Islamabad: Controversy over a knighthood for author Salman Rushdie has escalated into a full-blown diplomatic row as Iran and Pakistan summoned Britain’s ambassadors to protest, drawing a retort from London.
According to the state media, Iran summoned the British envoy to Tehran, Geoffrey Adams, who was told by the foreign ministry’s director for Europe that the honour was a “provocative act”.
In Pakistan, where both houses of parliament called on Britain to withdraw the knighthood, Britain’s high commissioner Robert Brinkley was also summoned to the foreign ministry.
Islamic hardliners in the eastern city of Lahore burned an effigy of Queen Elizabeth, while one Iranian newspaper branded her an “old crone.”
Britain in response said Brinkley had passed on London’s “deep concern” at comments by Pakistan’s religious affairs minister Ijaz-ul-Haq that honouring Rushdie justified suicide attacks.
“The British government is very clear that nothing can justify suicide bomb attacks,” a Foreign Office spokesman told AFP.
Rushdie is accused by some Muslims of blaspheming Islam in his novel “The Satanic Verses,” whose publication in 1988 triggered an international furore.
He has been living since then under the shadow of a death sentence imposed by Iran’s late supreme leader Ayatollah Ruhollah Khomeini which has never been formally revoked.
Rushie, who has just turned 60, winner of several top literary awards is not new to controversy. He was put under police protection following the Satanic Verses flare-up. His exact whereabouts now are not known, but he is believed to divide his time between London and New York.
His knighthood for services to literature, which was announced on 16 June in the queen’s traditional birthday honours list, means he can call himself Sir Salman.
The Iranian foreign ministry official, Ebrahim Rahimpour, told Adams that Britain’s “insulting, suspicious and ill-considered act is an obvious sign of Islamophobia which has terribly hurt the feelings of 1.5 billion Muslims.

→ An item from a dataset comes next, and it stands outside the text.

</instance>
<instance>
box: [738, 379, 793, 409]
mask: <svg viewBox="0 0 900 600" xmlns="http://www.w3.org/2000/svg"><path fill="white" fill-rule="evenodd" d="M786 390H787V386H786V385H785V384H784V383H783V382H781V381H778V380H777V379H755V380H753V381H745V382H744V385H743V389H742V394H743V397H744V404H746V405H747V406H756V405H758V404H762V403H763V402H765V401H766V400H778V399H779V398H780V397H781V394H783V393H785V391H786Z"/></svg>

“The consequences of this provocation, which has angered Muslims, will be directed at the British queen and government.” Pakistan, for its part, said that it “deplores and regrets the decision by the British government” which showed a “lack of sensitivity.”
Brinkley, the envoy in Pakistan, defended the award, saying it was “simply untrue that this knighthood is intended as an insult to Islam or the Prophet Mohammed.” Afghanistan’s insurgent Taliban condemned Britain’s action in a statement read to AFP over the telephone by spokesman Yousuf Ahmadi.
“This is a clear enmity with Islam and Muslims. We ask Britain to take back what they have done and to apologise to Muslims,” he said. Thankfully, there was no reaction from the Afghan government. Meanwhile in London, Buckingham Palace declined comment, as did Rushdie’s publisher Jonathan Cape, a division of Random House.
Independent newspaper went further by commenting that “As a cultural figure, Salman Rushdie may or may not deserve his knighthood, but we would defend the government’s right to honour him, and Rushdie’s right to accept.”
The conservative Daily Mail said it did not like Rushdie’s “turgid prose,” but protested that “the inflammatory behaviour of the Pakistanis and Iranians is indefensible. They have no right to interfere in our affairs.”